We chose to focus on the simplest natural element of a landscape – a leaf, something that is natural, organic, sculptural, folding, undulating, sheltering and reaching dynamically for the light to inform the leaf canopy. Inspired by a simple leaf, the roof allows Northern light and winter sun through the space and onto the footpath, whilst the roof cantilevers over the street to enable a larger and more ambiguous arrival experience of inside and outside space – the main public visitor information space becomes part of the life of the street. The angles of the roof form together with high level clerestory glazing to allow the visitor to look up and out to the fascinating views available underside of the tree canopy.

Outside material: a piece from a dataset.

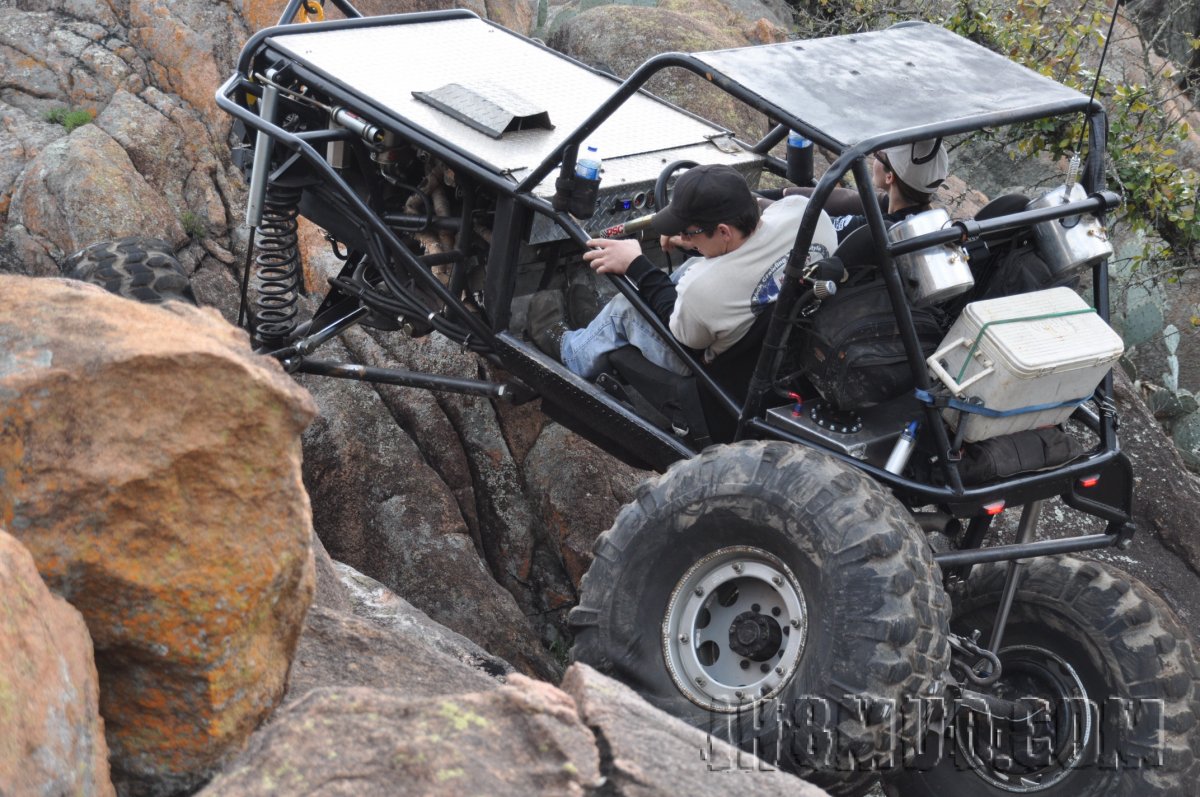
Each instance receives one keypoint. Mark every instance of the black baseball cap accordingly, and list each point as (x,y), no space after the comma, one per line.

This interpretation was important for us to produce a dynamic and sculptural roof form that seemingly rests over a building that celebrates glass as a material choice. This natural, organic form stretches up dynamically over the Visitor Information Centre and towards the light. A recyclable steel and glass structure provide an open, free-flowing transparency to the built form, to be contrasted with the natural warmth of a sustainable material palette of recycled Australian hardwood joinery sourced from a demolished wool shed, plantation grown plywood and Queensland Spotted Gum hardwood timber work.
Inspired by the significant remnant vegetation located to the east of the proposed building footprint, this project gave Bark the positive opportunity to develop a scheme that demonstrates an inextricable link with the surrounding landscape. We are incredibly proud of the Noosa Visitor Information Centre as it has been recognised to define Noosa’s look and feel as a place, and has been highly awarded for doing so.